Currently, both the medical professional press and the lay press are discussing the importance of the so-called Serum Neurofilament Light Chain value (abbreviation: sNfL). This is mainly due to a new study that was recently published under the leadership of colleagues from Basel in Lancet Neurology. It should be noted that in MS research, there is always a search for suitable biomarkers. These are measurements capable of predicting the severity or course of a patient’s MS and evaluating the response to the chosen MS therapy. A measurement is particularly attractive if it can be determined from the blood without much effort. Similar to the long-term blood sugar value (technical term HbA1c) for evaluating blood sugar control in diabetes.

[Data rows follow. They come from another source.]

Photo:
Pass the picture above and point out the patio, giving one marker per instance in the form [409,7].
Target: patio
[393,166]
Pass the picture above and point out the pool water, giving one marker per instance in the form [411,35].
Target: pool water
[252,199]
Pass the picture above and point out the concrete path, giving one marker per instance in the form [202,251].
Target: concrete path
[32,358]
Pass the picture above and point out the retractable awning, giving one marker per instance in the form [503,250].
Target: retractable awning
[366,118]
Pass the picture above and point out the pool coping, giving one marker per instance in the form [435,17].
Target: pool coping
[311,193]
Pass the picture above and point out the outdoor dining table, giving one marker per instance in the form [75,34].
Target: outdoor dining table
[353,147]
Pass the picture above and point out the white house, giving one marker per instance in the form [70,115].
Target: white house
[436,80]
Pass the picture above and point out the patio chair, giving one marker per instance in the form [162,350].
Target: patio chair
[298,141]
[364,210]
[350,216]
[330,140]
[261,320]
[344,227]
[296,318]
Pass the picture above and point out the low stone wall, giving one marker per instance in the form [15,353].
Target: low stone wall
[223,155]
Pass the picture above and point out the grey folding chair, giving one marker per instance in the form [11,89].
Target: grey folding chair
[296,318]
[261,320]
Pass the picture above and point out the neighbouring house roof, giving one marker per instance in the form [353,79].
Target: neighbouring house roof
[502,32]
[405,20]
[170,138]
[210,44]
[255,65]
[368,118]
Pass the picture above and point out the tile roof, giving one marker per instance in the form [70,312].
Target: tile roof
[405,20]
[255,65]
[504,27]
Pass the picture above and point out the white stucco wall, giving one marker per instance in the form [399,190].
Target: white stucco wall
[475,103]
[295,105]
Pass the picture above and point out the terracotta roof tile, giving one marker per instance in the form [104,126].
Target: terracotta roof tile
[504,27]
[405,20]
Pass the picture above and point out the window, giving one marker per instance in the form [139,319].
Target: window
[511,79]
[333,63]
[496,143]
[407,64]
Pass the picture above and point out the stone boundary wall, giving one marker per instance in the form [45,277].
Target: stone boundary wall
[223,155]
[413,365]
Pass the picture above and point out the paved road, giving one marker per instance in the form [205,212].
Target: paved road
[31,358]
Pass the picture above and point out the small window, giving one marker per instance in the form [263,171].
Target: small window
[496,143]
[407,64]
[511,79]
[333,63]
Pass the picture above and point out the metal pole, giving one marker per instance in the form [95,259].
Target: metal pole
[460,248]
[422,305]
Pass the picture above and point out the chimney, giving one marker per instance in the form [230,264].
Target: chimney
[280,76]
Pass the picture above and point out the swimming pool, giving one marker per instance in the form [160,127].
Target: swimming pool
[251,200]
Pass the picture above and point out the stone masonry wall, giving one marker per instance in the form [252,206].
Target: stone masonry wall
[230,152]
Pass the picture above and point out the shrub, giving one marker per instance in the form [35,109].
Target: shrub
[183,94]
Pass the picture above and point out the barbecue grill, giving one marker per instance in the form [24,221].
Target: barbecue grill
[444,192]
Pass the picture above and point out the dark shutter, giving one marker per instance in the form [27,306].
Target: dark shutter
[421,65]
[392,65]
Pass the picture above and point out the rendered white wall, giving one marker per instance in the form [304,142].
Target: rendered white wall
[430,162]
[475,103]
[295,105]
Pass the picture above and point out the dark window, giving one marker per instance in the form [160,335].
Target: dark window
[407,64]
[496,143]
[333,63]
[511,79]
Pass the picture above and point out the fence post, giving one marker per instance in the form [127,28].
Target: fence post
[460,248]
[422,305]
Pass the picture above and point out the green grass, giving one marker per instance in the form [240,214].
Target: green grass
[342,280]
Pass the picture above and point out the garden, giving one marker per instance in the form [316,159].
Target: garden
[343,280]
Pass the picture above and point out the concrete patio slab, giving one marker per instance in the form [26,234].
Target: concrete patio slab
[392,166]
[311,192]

Laboratory Value Neurofilament Light Chains
In MS, the determination of so-called neurofilament light chains has proven to be a promising laboratory value in recent years. Neurofilaments are components of nerve cells. If nerve cells are damaged by MS, for example, neurofilaments are released into the surrounding tissue and thus are a measure of nerve cell damage. In particular, the measurement value for neurofilament light chains (NfL) has proven to be a suitable laboratory value for the extent of damage to the central nervous system. Initially, however, neurofilaments could only be reliably detected in the spinal fluid of MS patients. Spinal fluid removal is not a practical way to obtain information about the disease. Because spinal fluid punctures are uncomfortable for patients and complex in execution.
Therefore, it was a breakthrough when, a few years ago, it became possible to detect even the smallest amounts of neurofilament light chains in blood serum using a new analysis technique (Single Molecule Array (SIMOA) technology). This made it possible to make statements about damage in the CNS by determining the serum neurofilament light chains (sNfL) through a simple blood draw. So much for the prehistory of this biomarker.
What is the value of the recently published work? Well, simply determining such a measurement value from the blood of MS patients is unfortunately not meaningful enough. To use such a value as a reliable biomarker (in this context, the term surrogate marker is also often used – a measurement value whose influence indicates the effect of a therapy on a disease), this biomarker must be validated and standardized. This is often a very long way.
For sNfL values, it has so far been possible to show at the group level that high values indicate an active disease and that MS drugs are capable of lowering the values to varying degrees. However, the absolute measurements are fraught with some problems at the individual level (i.e., for each patient). On the one hand, sNfL values are not specific to damage caused by MS. Even minor head injuries (e.g., a header in a soccer game), but also other neurological diseases, can lead to an increase in sNfL values. Furthermore, it is known that these values also increase with age.
Significance in early disease phase and during therapy adjustment
The value of the current work lies in the fact that samples from several thousand control individuals were analyzed. With their help, the measurements in MS patients were normalized with regard to the effects of aging and body weight. This now allows for a sharper distinction of pathologically elevated values at the individual level. In two independent cohorts of individuals with multiple sclerosis, the authors were able to show that the determination of the “normalized” sNFL can contribute to the identification of individual MS patients at risk for further disease activity.
From these results, a practically relevant significance for MS patients is derived – in my view, especially in the early phases of the disease and during therapy adjustment. A possible future regular determination of the sNfL value would favor a faster adjustment of the therapy choice and a personalized early therapy decision by the treating physicians – and this would be very helpful in practice. However, it should also be considered that the analysis technique is not yet widely available. Therefore, I do not find headlines like “New Hope for MS Patients” particularly helpful. After all, it ultimately comes down to nothing more and nothing less than an improvement in care towards personalized medicine, which now needs to be implemented.